Kita hidup di era di mana makanan harus camera-ready sebelum belly-ready. Fenomena ini bikin banyak kuliner tradisional kita mengalami krisis identitas. Lihat saja bagaimana jajanan pasar sekarang mulai masuk mal dengan kemasan cantik tapi rasanya... yah, kadang kehilangan jiwa. Klepon yang biasanya lumer di mulut dengan sensasi ledakan gula merah, sekarang dimodifikasi jadi cake atau minuman kekinian. Kreatif sih, tapi kadang kita rindu sensasi "becek" gula merah yang asli, kan?

Ada semacam ketakutan kalau kuliner tradisional bakal ditinggalkan anak muda karena dianggap kuno atau nggak higienis. Padahal, kalau kita main ke pasar subuh atau warung tenda di pinggir jalan, kita bakal nemu ekosistem yang jauh lebih hidup daripada food court mal yang dingin. Di sana ada obrolan, ada tawar-menawar, dan ada "insting" si penjual yang nggak bakal bisa digantikan oleh algoritma aplikasi ojek online.
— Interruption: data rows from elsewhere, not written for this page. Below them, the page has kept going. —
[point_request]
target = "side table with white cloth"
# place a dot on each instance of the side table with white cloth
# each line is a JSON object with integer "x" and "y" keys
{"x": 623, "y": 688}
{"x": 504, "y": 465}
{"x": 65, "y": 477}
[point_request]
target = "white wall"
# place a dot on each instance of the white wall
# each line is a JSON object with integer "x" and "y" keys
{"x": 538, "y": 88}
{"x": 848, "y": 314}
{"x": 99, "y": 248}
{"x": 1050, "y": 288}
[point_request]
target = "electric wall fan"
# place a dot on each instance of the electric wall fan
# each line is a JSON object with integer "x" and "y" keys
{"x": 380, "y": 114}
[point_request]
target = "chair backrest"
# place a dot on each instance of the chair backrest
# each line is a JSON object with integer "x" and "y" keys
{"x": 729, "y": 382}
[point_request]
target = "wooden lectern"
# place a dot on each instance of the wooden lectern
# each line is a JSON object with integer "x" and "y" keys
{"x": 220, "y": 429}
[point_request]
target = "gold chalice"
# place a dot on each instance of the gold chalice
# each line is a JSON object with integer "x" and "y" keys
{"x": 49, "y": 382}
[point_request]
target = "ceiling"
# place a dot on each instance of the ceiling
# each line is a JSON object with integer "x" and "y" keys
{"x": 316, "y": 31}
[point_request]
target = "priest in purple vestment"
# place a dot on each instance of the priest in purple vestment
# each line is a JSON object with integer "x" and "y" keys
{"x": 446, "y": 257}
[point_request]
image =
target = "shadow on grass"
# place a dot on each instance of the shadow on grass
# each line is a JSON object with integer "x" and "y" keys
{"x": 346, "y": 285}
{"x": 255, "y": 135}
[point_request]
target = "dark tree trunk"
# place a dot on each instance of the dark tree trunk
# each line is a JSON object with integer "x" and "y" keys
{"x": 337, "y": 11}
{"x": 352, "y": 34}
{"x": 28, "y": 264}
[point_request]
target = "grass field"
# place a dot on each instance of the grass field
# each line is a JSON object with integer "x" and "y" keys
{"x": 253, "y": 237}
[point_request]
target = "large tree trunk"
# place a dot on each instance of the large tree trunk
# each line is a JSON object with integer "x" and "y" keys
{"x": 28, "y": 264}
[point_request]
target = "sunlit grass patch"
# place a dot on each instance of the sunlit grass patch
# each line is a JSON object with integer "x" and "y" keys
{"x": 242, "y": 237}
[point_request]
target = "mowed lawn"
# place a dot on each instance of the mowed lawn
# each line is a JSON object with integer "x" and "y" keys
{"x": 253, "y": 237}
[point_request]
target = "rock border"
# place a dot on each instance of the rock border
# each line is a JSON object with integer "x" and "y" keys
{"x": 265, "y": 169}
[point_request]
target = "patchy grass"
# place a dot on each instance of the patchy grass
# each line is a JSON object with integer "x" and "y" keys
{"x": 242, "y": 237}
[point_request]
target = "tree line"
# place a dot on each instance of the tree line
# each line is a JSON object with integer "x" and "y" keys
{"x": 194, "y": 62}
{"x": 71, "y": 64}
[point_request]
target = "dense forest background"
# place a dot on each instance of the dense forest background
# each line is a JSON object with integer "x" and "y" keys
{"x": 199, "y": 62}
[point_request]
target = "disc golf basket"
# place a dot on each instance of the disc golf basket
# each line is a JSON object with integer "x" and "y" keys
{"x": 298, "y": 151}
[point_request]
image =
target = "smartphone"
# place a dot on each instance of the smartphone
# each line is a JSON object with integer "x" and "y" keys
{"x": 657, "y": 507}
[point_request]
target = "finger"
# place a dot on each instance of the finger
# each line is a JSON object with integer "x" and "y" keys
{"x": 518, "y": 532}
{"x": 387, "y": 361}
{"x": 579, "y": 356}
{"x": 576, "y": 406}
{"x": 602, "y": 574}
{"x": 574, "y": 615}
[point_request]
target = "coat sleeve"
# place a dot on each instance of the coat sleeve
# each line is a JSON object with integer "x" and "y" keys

Menurut observasi sotoy saya, kuliner tradisional sebenarnya nggak akan pernah mati. Dia cuma sedang bertransformasi. Anak muda sekarang memang suka brunch, tapi mereka juga yang bakal berburu "Hidden Gem" sate klathak di tengah sawah kalau lagi liburan ke Jogja. Kita ini generasi yang haus akan otentisitas di tengah dunia yang makin artifisial.

Kenapa Kita Gagal Move On?

Alasan utama kenapa kuliner tradisional tetap juara adalah faktor emosional. Makanan adalah mesin waktu paling efektif. Satu suapan Sayur Asem bisa langsung menerbangkan ingatanmu ke meja makan rumah nenek saat libur sekolah sepuluh tahun lalu. Bau bawang goreng di atas nasi uduk bisa mengingatkanmu pada perjuangan berangkat kuliah pagi-pagi.

  • Rasa yang Jujur: Kuliner tradisional nggak butuh banyak gimik. Kalau enak ya enak, kalau pedas ya bikin keringat jagung.
  • Harga yang Masuk Akal: Meskipun inflasi menggila, nasi kucing di angkringan masih jadi penyelamat di tanggal tua.
  • Kekayaan Rempah: Lidah kita sudah terbiasa dengan "serangan" rempah yang intens. Makanan luar seringkali terasa hambar atau satu dimensi kalau dibandingin sama masakan lokal.
  • Ikatan Sosial: Makan bakso atau seblak bareng teman-teman itu rasanya beda. Ada aura kebersamaan yang nggak didapat di restoran fine dining yang sunyi.

Tapi, kita juga nggak boleh tutup mata. Tantangan ke depan bagi kuliner tradisional adalah regenerasi. Siapa yang mau meneruskan resep jamu gendong kalau anaknya lebih milih kerja di startup? Siapa yang mau sabar numbuk bumbu manual kalau blender lebih praktis? Ini PR besar kita semua. Bukan cuma soal makan, tapi soal menjaga warisan.



Penutup: Pulang ke Akar

Jadi, nggak perlu merasa bersalah kalau kamu suka latte tapi tetap doyan gorengan pinggir jalan yang plastiknya sampai transparan kena minyak. Itu artinya kamu manusia Indonesia yang paripurna. Kita boleh saja punya selera global, tapi urusan perut, kita tetaplah hamba micin dan rempah-rempah nusantara.

Kuliner tradisional itu seperti rumah. Sejauh apa pun kamu pergi mencoba kuliner mancanegara, suatu saat kamu bakal rindu bau terasi terbakar atau aroma daun kemangi di dalam pepes ikan. Karena pada akhirnya, rasa bukan cuma soal lidah, tapi soal hati yang selalu ingin pulang.

Mari kita terus dukung ibu-ibu penjual pecel, abang-abang penjual nasi goreng tek-tek, dan semua pejuang rasa di luar sana. Tanpa mereka, hidup kita mungkin bakal terasa hambar dan membosankan, seputih roti tawar tanpa selai. Selamat makan, dan jangan lupa kerupuknya!